Антон Кузнецов — режиссер умный, мастеровитый и образованный. Как губка, он впитывает опыт русской и европейской режиссуры. И спешит им поделиться. Его театр настойчиво стремится не быть старомодным и соединить русскую актерскую школу с современными постановочными приемами. Но такое соединение не всегда приводит к синтезу. Создается впечатление, что работа над спектаклем у Кузнецова начинается с рождения одной большой идеи и изобретения формы. Режиссер, как математик и геометр, просчитывает общую конструкцию спектакля, а потом вставляет в эту конструкцию автора и актеров, рассчитывая, что хороший актер и качественная драматургия неизбежно наполнят ее жизнью. А зачастую получается, что содержание «отслаивается» от формы.

Саратовской постановке Игоря Коняева «Женщины всегда смеются и танцуют» («Таня-Таня» О.Мухиной) предшествовали «смеющиеся и танцующие женщины» в челябинском Камерном театре — дипломная работа режиссера («Петербургский театральный журнал» писал о ней в № 12).
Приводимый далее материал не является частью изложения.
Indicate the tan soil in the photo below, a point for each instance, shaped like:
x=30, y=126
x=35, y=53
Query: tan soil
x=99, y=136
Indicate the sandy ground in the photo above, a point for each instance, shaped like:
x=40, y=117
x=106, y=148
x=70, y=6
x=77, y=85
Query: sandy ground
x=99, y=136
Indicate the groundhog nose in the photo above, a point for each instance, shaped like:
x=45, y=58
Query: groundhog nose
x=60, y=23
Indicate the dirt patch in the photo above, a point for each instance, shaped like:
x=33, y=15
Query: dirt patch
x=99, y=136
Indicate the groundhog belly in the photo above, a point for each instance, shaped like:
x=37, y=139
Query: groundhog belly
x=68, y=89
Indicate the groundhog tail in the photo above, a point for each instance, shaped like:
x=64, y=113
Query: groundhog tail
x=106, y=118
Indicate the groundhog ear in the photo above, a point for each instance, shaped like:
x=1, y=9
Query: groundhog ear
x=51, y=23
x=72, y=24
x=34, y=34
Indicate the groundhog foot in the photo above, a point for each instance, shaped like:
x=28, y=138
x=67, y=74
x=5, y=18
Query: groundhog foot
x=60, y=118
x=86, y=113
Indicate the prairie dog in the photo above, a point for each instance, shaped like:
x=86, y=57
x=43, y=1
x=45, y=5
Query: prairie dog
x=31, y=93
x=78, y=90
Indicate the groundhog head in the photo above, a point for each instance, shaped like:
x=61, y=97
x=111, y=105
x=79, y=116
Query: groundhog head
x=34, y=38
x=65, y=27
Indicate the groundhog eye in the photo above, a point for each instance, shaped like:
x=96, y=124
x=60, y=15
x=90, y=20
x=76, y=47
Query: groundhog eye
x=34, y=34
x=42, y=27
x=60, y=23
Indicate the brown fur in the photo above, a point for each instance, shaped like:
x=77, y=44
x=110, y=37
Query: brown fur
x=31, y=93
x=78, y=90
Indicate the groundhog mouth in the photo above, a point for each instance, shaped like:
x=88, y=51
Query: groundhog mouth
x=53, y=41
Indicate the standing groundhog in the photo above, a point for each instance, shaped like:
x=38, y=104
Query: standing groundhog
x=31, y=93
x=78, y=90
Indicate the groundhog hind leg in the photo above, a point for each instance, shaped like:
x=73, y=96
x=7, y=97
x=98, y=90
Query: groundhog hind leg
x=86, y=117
Этой осенью я увидела спектакль, который почти полностью совпадал с тем, давним описанием. Оставалось только поменять имена актеров. «Клонирование» собственных творений кажется мне занятием подозрительным, относящимся скорее к коммерции, нежели к творчеству. Но это отдельная тема. Важнее, что саратовская «Таня-Таня» оказалась не восковой копией, а пусть и «клоном», но вполне жизнеспособным.
Коняев ставит спектакль о человеческих взаимоотношениях. Тут отчетливо видна школа, влияние не приемов или манеры, но принципа: роль строится на «внутренней правде создаваемого образа». В спектакле Коняева за каждым словом — видение, за фразой — отношение, за текстом — история. Рассыпающиеся — обо всем и ни о чем — лирические тексты Оли Мухиной собираются логикой отношений и обретают сюжет. Страдает ли от этого пьеса? Слегка. Она уплотняется и, пожалуй, становится более плоской, а где-то сопротивляется и вырывается за пределы спектакля, оставляя актерам только шелестящую кучку слов. Про «конкретных людей» разговор удался, а про любовь и одиночество как понятия категориальные… не очень.
И еще ложка дегтя — спектакль идет в нескольких составах, Таню в тот день играла Н.Яковлева. Играла, видимо, по чужому «лекалу»: режиссером роль «скроена» на женщину бальзаковского возраста, и Яковлева выглядела девочкой, тайком примеряющей мамино платье.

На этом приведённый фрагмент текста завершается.